Пять могил копали до самого вечера. Две больших, три поменьше: муж с женой, трое детей. У взрослых следы от стрел, детей резали, явно для забавы. Арман, весь белый от бешенства, лихорадочно рубил мечом землю, ища выход ярости. Энц угрюмо черпал комья шлемом, удивляясь про себя, как рыцарь мог пожертвовать столь важную вещь доспехов для подобных дел. Лишь после того, как тела были прикрыты землёй, оба успокоились и торопливо оборудовали стоянку: небольшой огонёк, мясо у костра, два лежака, стреноженные кони чуть в стороне. На лежаках закутанные в плащи фигуры, возле одной – обнажённый двуручный меч, щлем у изголовья. Возле второй – большая палка.

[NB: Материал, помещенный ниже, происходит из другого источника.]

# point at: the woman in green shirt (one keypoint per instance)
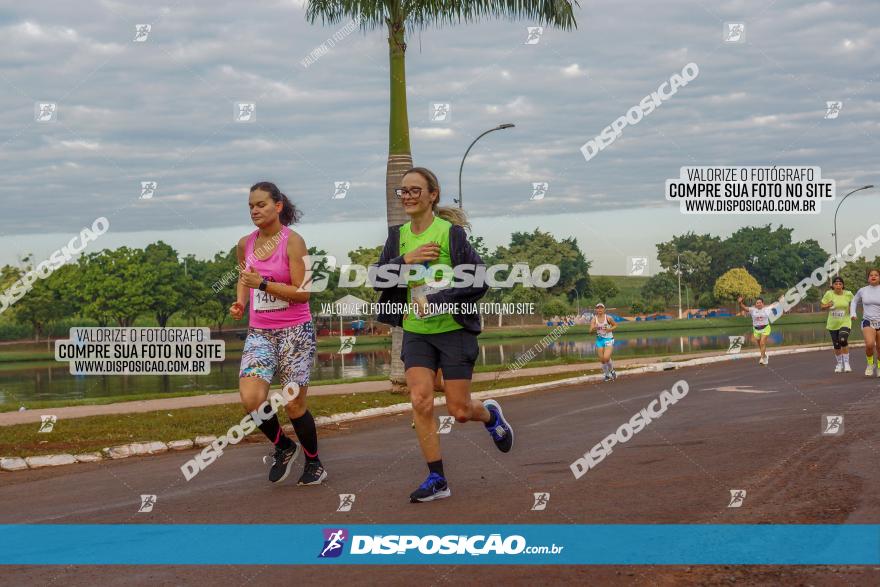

- А что, очень достоверно. – Риц, торопливо догладывающий гусиную ножку, критически смотрел на получившуюся картинку со стороны. – Рыцарь и его слуга отдыхают. Они мужи доблестные и никого не боятся: если что, оружие под рукой.

- Хватит лопать, бросай кость в костёр: сам себя запахом выдашь!

- Разве разбойники могут появиться так быстро?

- Пока лагерь готовили, кто-то в кустах крутился. Может, конечно, и случайный зевака, но вряд ли. Ты как раз костёр разжигал, я лошадьми занимался. Покрутился минут пять и в лес ушёл. Тихий, почти его и не слышно. Если б заранее несколько сухих веток под листья не сунул, никогда бы не услышал.

- И что теперь?

- Теперь он приведёт мужиков и нас будут убивать. Видел, что нас двое, народу придёт немного, так что хотя бы одного нужно взять живым, сдадим стражникам, пусть сообщников выдаст. Ты точно с кинжалом управишься?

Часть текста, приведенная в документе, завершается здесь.